Comment by dpeckett a day ago

3 replies

For TCP streams syscall overhead isn't a big issue really, you can easily transfer large chunks of data in each write(). If you have TCP segmentation offload available you'll have no serious issues pushing 100gbit/s. Also if you are sending static content don't forget sendfile().

UDP is a whole another kettle of fish, get's very complicated to go above 10gbit/s or so. This is a big part of why QUIC really struggles to scale well for fat pipes [1]. sendmmsg/recvmmsg + UDP GRO/GSO will probably get you to ~30gbit/s but beyond that is a real headache. The issue is that UDP is not stream focused so you're making a ton of little writes and the kernel networking stack as of today does a pretty bad job with these workloads.

FWIW even the fastest QUIC implementations cap out at <10gbit/s today [2].

Had a good fight writing a ~20gbit userspace UDP VPN recently. Ended up having to bypass the kernels networking stack using AF_XDP [3].

I'm available for hire btw, if you've got an interesting networking project feel free to reach out.

1. https://arxiv.org/abs/2310.09423

2. https://microsoft.github.io/msquic/

3. https://github.com/apoxy-dev/icx/blob/main/tunnel/tunnel.go

johncolanduoni a day ago

Yeah all agreed - the only addendum I’d add is for cases where you can’t use large buffers because you don’t have the data (e.g. realtime data streams or very short request/reply cycles).
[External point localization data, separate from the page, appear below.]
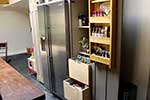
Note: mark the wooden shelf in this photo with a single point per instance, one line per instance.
(99, 19)
(84, 53)
(101, 40)
(100, 59)
(85, 27)
(98, 1)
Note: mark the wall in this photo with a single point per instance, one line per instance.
(15, 29)
(135, 44)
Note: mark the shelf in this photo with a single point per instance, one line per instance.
(101, 40)
(84, 27)
(99, 19)
(84, 53)
(98, 1)
(100, 59)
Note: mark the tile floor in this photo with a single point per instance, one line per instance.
(19, 62)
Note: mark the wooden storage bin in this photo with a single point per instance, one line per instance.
(79, 71)
(76, 93)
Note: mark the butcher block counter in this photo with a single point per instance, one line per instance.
(14, 86)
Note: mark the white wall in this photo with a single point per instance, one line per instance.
(15, 29)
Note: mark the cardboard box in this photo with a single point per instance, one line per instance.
(76, 93)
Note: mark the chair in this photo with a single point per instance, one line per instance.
(4, 48)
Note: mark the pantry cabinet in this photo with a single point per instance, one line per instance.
(102, 32)
(4, 1)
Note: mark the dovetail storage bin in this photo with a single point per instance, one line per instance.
(76, 93)
(79, 71)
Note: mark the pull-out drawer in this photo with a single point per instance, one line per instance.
(79, 71)
(72, 92)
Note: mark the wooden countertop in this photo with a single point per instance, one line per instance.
(14, 86)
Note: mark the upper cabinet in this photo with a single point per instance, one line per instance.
(4, 1)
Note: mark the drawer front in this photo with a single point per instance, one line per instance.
(74, 93)
(79, 71)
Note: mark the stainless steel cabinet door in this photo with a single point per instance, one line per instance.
(57, 44)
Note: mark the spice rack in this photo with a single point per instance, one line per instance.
(102, 31)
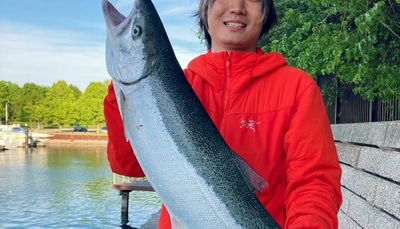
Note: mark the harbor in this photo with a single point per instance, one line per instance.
(14, 136)
(65, 186)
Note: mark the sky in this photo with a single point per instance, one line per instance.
(43, 41)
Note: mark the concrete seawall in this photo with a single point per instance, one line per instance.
(369, 155)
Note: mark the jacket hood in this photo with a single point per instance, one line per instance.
(240, 67)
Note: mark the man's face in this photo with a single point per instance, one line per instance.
(234, 25)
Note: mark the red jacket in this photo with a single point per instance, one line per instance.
(273, 116)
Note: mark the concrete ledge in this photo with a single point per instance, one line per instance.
(368, 216)
(346, 222)
(348, 154)
(378, 192)
(383, 163)
(393, 135)
(371, 133)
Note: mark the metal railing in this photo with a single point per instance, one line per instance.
(347, 107)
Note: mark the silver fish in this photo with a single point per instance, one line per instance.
(199, 179)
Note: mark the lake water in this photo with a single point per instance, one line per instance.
(64, 187)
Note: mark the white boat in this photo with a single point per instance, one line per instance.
(14, 136)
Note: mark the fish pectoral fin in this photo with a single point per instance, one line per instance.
(253, 178)
(121, 101)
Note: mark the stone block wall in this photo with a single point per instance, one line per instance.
(369, 154)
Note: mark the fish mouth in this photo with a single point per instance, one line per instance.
(235, 24)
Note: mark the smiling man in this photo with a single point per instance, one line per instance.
(270, 114)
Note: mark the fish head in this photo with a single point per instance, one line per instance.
(125, 44)
(136, 46)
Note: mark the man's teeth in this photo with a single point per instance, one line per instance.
(235, 24)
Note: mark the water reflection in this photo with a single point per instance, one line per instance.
(64, 187)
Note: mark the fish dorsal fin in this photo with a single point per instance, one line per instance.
(253, 178)
(112, 15)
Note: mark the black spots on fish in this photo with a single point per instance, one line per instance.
(136, 31)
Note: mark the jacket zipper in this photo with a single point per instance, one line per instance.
(226, 93)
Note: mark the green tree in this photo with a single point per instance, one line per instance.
(8, 94)
(59, 105)
(28, 99)
(356, 41)
(91, 104)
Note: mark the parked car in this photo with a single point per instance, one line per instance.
(17, 129)
(78, 128)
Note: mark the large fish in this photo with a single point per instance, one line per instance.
(199, 179)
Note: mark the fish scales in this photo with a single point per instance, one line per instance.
(178, 147)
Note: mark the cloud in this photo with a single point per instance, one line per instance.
(44, 56)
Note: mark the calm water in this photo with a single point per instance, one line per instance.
(64, 187)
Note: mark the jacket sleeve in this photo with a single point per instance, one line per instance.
(119, 152)
(312, 196)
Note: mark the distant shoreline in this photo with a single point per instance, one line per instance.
(87, 138)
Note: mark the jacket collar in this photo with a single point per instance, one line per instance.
(240, 67)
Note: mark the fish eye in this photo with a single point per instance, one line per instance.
(136, 31)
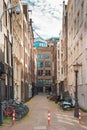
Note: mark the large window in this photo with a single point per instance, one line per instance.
(39, 64)
(40, 72)
(47, 56)
(47, 72)
(47, 64)
(40, 81)
(47, 81)
(40, 56)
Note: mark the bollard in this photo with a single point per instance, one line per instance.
(80, 118)
(13, 117)
(48, 117)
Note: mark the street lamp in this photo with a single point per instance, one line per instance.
(76, 68)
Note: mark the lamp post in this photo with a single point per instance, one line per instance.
(76, 68)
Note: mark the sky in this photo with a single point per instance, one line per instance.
(46, 16)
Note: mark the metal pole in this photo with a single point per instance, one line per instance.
(76, 114)
(1, 117)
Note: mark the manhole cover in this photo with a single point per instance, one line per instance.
(40, 128)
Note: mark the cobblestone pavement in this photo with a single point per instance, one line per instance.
(37, 118)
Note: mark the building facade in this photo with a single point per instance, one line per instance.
(77, 48)
(45, 69)
(16, 42)
(6, 50)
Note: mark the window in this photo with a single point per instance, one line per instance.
(39, 64)
(47, 56)
(40, 72)
(40, 56)
(47, 72)
(47, 81)
(40, 81)
(47, 64)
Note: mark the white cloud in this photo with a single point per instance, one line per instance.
(47, 16)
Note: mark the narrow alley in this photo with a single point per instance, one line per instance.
(37, 118)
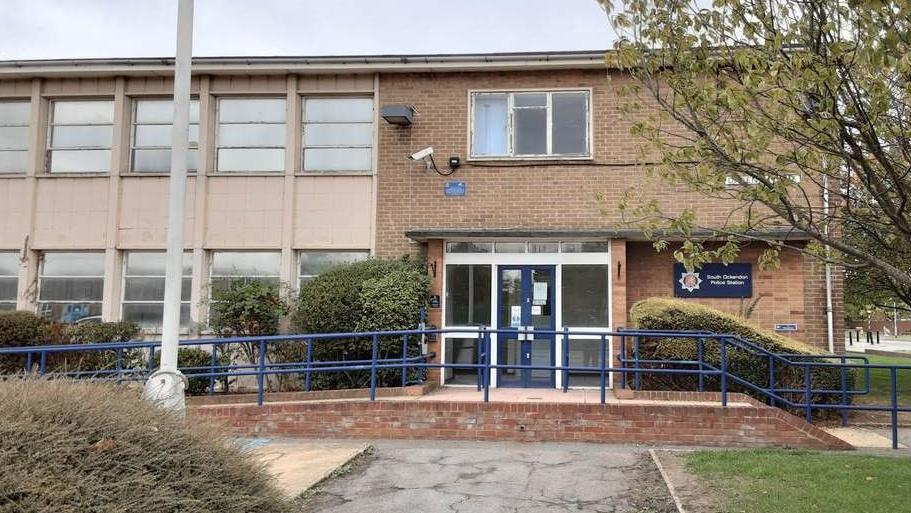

These end up having the same problems, but are not soluble by TCP or UDP segmentation offloads. This is where reduced syscall overhead (or even better kernel bypass) really shines for networking.

mastax 20 hours ago

I have a hard time believing that google is serving YouTube over QUIC/HTTP3 at 10Gbit/s, or even 30Gbit/s.

  • johncolanduoni 19 hours ago

    These are per-connection bottlenecks, largely due to implementation choices in the Linux network stack. Even with vanilla Linux networking, vertical scale can get the aggregate bandwidth as high as you want if you don’t need 10G per connection (which YouTube doesn’t), as long as you have enough CPU cores and NIC queues.

    Another thing to consider: Google’s load balancers are all bespoke SDN and they almost certainly speak HTTP1/2 between the load balancers and the application servers. So Linux network stack constraints are probably not relevant for the YouTube frontend serving HTTP3 at all.